After stepping through a debugger, I finally I added virtual on the inherited classes

class Base {
    virtual ~Base() { this->DoSomethingElse(); }
    virtual bool DoSomething() = 0;
    virtual bool DoSomethingElse() = 0;
};

class Foo : public Base {
    virtual ~Foo();
    virtual bool DoSomething();
    virtual bool DoSomethingElse();
};

// Later...
Base* obj = new Foo();
obj->DoSomething(); // Ok!
delete obj; // Ok!

I double checked google for anything that could suggest virtual was needed on inherited classes before telling my peer. They said that yes, virtual is needed in the standard but that compilers automatically fill virtual in for inherited classes most of the time. From my understanding (and I believe most programmers) virtual is needed when you want to override that function via polymorphism. But it was not clear that you need to mark child class function implementations too.

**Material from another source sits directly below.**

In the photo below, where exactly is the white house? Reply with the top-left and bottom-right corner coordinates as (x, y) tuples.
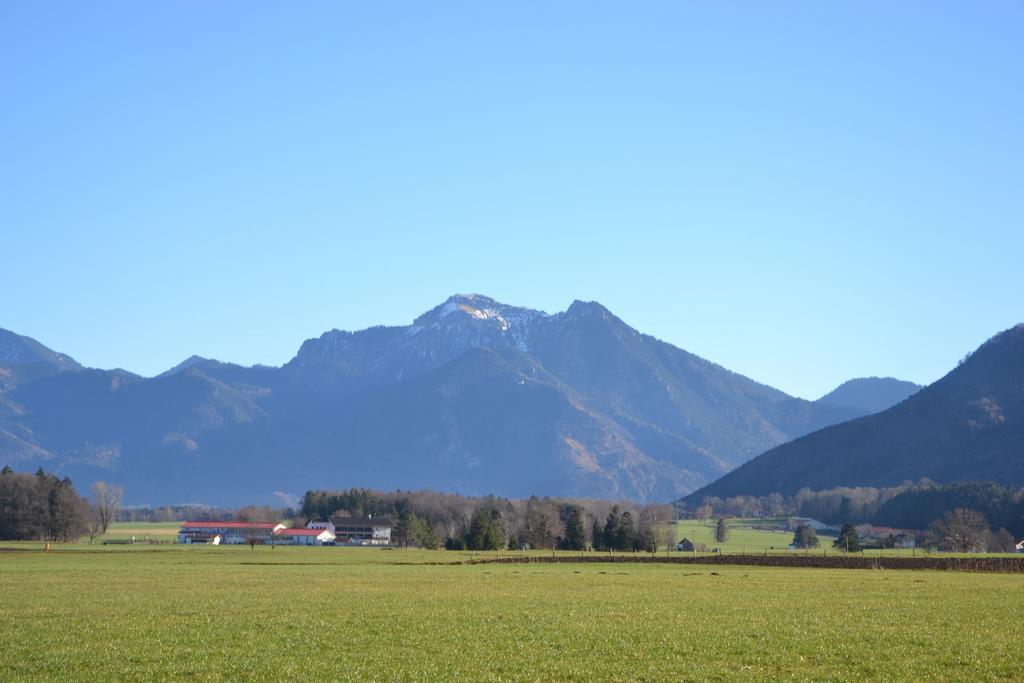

I'm suprised by the lack of resources on the topic. So what is it? Is virtual implied in modern C++ compilers and where does the standard describe that?


Solution

  • A function that overrides a virtual function is virtual. That's not the problem here.

    The problem is the call to DoSomethingElse() (with or without the redundant this->) in the destructor for Base. When a constructor or destructor calls a virtual function it dispatches to the version of the function that belongs to the class whose constructor or destructor is being called, not to the version for a class derived from that class. So that call in the destructor calls Base::DoSomethingElse(), which is a call to a pure virtual function, and that's why the runtime aborts.